Getting from Luang Prabang to Huay Xai without Taking the Slow Boat: Adventures in Transportation Part 5

We had planned to take the slow boat from Luang Prabang to the border town Huay Xai before leaving Laos.

Actually, we originally planned to come into Laos in the north and take the slow boat to Luang Prabang, which is what most people do. But we were in Bangkok when we were ready to leave for Laos and wanted to explore Northern Thailand after, so it made more sense to start in the south and end in the north.

We were really excited to ride the slow boat. Rand had been psyching the kids up for months. Two whole days on a boat surrounded by beautiful scenery.

Then we found out that the boat would cost 340,000 Kip per person. This price was 120,000 kip (or about 15 USD) more than we expected. $15 isn’t so bad for one person, but when you have to multiple everything by five and are traveling on a strict budget, you sometimes have to reconsider.

The first alternative we encountered was the overnight VIP bus (145,000 kip). Now don’t be confused by the label VIP. Usually this just means an air conditioned bus with padded, sometimes reclining seats. Yes, it’s better than the non-AC, hard seat local bus, but it is nothing fancy. In fact, the AC often leaks . . .

Online posts told of a 13 – 14 hour overnight ride on twisty, turny roads in mostly upright seats with the lights on, TV blasting, and many vomiting passengers This did not sound like a great way to spend the night, so we continued to research our options.

I really wanted to see Laos Loy Kratong. We had observed the boats being built in Luang Prabang. We didn’t want to risk overstaying our visa, however, so we couldn’t stay in Luang Prabang for the holiday. I thought maybe we could break up the journey by stopping in a town closer to the border and seeing the festivities there.

I found two towns on the map that looked like good options, Luang Namtha and Nong Kiaw.

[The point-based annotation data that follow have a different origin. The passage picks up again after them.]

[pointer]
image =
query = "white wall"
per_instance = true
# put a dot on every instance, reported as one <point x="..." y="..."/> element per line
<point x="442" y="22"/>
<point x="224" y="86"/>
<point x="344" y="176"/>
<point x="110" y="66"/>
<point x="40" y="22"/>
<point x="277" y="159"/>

An online search led me to believe that there was a better chance of seeing fireboats in Luang Namtha. And also Luang Namtha is closer to the border. So we booked a minivan to Luang Namtha for 110,000 kip (13.50 USD) per person.

We left Luang Prabang in the morning and spent 8 hours bouncing around the van on the winding mountain roads, prompting this facebook post.


Thank goodness for Dramamine!

About 20 minutes before arriving in Luang Namtha, a rock slide closed the road for an hour.

Luang Prabang to Luang Namtha

It was kind of annoying, but not too bad as far as travel delays go. Plus, standing around on the roadside with a bunch of other travelers is better than a loud, vomitus, bumpy overnight bus ride.

We stayed 2 nights in Luang Namtha and spent a fun day in the little town, kayaking and participating in the Loy Kratong festival.

The following morning we took a local bus for 80,000 kip (10 USD) to Huay Xai, where we exited Laos. Then we took a bus across to the Thai border. After a simple pass through immigration, we were back in Thailand. A songtheow took us to Chiang Kong where we stayed the night.

We may have missed out on the slow boat, but saved $75 and added a fun stop in a small Laos town that we never would have visited if we hadn’t changed our itinerary.